When everything becomes easier to generate, it also becomes easier to skip understanding. To accept solutions too quickly. To move forward without really questioning things.
At some point I realized that the bottleneck is no longer "can I write this code?"
It's "do I actually understand what should be built and why?"
That's probably the biggest shift for me.
From writing code... to owning outcomes.
It's not just about implementing a feature anymore. It's about deciding if it should exist at all, how it behaves in real life, how users interact with it, and whether it solves anything meaningful.
And that's where most of the growth happened.
I'm still far from having a "perfect product". DevRecall is very much a work in progress.
But even at this stage, the side effects are already there:
I think differently about systems.
I pay more attention to trade-offs.
I'm more comfortable operating in uncertainty.

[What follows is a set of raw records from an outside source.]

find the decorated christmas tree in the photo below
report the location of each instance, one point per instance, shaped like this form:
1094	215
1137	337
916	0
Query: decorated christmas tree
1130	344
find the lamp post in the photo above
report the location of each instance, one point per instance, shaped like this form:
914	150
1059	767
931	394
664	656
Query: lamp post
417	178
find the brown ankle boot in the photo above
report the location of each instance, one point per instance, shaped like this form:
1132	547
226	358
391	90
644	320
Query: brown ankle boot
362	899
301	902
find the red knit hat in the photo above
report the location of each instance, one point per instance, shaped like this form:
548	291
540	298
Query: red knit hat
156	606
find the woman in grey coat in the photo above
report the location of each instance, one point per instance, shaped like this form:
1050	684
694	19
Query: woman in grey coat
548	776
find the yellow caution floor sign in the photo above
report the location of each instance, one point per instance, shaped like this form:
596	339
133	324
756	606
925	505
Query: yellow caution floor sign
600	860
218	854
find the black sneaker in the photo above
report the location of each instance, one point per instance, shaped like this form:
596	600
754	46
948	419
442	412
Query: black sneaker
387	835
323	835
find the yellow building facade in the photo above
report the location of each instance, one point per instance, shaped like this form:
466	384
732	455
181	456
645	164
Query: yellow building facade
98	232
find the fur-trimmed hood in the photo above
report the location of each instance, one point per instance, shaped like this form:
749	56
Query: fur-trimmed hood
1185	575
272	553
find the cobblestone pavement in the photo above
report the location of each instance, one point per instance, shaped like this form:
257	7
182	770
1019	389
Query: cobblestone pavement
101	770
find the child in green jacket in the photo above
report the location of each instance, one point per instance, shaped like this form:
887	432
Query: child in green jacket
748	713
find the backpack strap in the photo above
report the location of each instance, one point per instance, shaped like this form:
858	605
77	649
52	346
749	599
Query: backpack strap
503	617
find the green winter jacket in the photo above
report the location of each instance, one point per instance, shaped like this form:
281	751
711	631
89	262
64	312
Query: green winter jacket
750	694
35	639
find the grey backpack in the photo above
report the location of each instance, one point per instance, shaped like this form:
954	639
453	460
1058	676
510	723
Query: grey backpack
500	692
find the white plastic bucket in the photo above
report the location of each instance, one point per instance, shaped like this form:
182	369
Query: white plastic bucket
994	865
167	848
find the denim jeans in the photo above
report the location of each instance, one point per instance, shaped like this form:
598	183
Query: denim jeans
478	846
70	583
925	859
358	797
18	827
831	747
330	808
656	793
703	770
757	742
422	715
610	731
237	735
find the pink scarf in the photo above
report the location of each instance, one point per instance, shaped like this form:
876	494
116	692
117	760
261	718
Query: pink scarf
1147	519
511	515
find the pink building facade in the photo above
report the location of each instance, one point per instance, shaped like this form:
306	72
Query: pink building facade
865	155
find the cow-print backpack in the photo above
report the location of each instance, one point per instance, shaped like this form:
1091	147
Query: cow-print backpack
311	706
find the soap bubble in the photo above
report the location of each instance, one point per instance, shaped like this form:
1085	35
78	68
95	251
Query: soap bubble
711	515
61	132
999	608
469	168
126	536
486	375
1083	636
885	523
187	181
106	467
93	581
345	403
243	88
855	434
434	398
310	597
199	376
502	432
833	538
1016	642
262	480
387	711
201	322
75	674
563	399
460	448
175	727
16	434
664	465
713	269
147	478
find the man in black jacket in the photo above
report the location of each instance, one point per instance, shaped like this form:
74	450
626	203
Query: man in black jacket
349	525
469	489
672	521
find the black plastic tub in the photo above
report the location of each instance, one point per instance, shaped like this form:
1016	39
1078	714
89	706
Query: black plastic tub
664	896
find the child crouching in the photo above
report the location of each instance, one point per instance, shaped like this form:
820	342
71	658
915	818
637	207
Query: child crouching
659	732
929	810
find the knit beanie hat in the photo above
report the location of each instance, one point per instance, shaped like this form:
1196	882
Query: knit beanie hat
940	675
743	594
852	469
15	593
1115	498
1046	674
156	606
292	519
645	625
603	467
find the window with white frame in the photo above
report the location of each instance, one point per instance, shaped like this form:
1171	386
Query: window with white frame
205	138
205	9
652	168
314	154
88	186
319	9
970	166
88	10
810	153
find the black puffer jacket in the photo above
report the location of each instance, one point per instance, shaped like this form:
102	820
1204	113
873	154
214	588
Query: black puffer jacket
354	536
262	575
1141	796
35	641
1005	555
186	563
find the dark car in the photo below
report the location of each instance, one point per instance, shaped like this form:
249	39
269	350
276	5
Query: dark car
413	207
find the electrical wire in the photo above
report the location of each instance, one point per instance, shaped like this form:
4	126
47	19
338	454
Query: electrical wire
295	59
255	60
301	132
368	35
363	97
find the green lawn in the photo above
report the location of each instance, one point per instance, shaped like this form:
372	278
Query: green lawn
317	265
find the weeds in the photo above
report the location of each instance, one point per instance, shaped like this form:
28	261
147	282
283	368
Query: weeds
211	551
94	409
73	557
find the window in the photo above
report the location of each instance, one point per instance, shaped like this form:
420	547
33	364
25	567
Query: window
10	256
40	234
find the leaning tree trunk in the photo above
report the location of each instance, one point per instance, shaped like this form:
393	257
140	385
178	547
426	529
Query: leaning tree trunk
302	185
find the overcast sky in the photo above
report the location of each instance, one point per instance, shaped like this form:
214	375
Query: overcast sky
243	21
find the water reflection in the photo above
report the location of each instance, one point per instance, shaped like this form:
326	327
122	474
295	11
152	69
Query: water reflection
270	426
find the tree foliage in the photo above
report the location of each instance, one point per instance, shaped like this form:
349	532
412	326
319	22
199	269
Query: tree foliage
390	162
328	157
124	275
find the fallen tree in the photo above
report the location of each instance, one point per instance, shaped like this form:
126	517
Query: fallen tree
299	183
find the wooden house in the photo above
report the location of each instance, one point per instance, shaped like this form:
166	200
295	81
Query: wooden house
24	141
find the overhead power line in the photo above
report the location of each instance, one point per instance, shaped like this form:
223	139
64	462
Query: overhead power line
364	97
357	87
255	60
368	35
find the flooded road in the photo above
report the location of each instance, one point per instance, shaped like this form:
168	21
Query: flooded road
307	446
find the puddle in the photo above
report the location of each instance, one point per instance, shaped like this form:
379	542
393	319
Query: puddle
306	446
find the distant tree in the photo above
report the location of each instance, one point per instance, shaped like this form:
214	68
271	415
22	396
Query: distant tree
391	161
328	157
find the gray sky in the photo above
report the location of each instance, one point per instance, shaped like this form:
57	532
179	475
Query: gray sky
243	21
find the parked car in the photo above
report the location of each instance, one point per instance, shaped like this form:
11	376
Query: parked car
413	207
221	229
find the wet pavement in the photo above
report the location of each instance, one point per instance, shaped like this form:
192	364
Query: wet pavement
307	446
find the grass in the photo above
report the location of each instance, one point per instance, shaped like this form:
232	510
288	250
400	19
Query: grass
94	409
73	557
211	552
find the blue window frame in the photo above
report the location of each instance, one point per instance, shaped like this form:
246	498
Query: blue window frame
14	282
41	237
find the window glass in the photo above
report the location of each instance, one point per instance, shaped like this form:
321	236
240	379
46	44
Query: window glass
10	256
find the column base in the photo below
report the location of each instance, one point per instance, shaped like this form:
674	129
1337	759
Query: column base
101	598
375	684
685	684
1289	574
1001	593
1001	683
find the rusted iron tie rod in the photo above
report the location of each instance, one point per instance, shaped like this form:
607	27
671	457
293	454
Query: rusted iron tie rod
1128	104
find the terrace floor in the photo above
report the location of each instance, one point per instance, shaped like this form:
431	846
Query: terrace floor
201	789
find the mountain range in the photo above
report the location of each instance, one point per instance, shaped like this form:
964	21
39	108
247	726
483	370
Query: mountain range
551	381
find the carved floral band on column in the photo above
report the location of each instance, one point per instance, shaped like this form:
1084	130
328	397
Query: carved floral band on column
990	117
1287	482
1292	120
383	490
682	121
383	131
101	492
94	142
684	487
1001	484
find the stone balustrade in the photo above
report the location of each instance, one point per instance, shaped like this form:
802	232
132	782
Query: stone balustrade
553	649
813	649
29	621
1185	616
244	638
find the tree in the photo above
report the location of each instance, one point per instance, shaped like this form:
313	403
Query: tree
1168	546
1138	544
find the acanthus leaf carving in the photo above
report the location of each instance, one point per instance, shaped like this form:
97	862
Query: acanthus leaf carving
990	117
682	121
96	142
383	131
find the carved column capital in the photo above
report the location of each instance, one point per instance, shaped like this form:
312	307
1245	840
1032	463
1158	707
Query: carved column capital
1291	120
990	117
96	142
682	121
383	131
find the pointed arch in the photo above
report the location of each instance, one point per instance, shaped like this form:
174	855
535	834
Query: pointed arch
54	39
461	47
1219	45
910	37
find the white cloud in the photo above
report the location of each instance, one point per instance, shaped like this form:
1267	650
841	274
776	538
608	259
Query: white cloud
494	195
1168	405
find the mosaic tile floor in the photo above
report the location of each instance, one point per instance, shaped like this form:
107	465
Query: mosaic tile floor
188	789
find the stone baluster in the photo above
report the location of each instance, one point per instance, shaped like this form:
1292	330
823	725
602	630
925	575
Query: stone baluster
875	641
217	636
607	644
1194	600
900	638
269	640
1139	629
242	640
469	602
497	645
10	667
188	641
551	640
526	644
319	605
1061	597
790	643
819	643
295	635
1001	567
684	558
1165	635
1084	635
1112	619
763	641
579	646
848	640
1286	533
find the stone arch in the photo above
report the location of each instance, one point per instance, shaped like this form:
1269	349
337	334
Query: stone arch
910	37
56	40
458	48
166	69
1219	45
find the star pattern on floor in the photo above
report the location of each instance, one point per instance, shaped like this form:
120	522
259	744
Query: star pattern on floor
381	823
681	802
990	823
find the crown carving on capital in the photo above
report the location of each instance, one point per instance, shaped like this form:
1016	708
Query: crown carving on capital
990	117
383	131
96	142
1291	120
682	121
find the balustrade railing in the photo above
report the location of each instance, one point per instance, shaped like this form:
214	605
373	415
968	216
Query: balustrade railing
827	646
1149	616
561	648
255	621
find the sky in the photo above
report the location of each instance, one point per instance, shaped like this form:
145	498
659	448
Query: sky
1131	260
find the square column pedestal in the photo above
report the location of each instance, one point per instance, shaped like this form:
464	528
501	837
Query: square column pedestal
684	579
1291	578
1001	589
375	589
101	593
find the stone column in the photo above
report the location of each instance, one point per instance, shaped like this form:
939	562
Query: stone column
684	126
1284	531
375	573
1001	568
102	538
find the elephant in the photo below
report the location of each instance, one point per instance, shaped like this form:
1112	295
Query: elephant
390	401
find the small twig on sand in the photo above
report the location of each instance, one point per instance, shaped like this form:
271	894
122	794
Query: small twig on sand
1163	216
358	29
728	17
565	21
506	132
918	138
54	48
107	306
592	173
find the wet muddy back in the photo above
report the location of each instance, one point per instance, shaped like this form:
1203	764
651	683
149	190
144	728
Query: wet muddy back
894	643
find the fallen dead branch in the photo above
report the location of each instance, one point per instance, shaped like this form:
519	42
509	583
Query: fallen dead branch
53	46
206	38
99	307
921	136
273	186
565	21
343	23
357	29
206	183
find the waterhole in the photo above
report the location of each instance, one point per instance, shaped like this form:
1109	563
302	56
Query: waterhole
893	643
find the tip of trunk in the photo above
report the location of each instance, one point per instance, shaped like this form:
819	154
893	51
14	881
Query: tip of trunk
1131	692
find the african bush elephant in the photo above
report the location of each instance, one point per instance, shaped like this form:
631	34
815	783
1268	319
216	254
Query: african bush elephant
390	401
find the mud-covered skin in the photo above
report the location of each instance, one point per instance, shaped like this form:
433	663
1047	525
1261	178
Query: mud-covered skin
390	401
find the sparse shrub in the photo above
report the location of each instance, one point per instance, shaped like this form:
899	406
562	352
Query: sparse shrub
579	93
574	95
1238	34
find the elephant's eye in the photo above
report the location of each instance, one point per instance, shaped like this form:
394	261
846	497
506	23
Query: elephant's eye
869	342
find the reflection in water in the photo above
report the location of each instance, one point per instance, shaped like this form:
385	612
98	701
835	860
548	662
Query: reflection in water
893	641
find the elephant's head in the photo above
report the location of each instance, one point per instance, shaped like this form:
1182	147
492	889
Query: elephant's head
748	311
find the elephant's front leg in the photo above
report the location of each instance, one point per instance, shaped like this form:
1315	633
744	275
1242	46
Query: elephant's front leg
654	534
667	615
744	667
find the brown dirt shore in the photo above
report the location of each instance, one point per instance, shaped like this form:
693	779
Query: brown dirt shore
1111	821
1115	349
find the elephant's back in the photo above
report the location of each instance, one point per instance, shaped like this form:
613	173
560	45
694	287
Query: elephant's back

Things that are really hard to get from tutorials or courses.
If you're a developer and you've been thinking about building something of your own - I'd say just try it.
It doesn't have to be big or ambitious.
Right now, with AI tools, the barrier to entry is probably the lowest it's ever been. You can experiment quickly, validate ideas, and iterate without overcommitting.
Worst case - you learn a lot.
Best case - you build something meaningful.
I started this project just to stay sharp at coding.
Ironically, coding became the least interesting part.
And that turned out to be the most valuable outcome.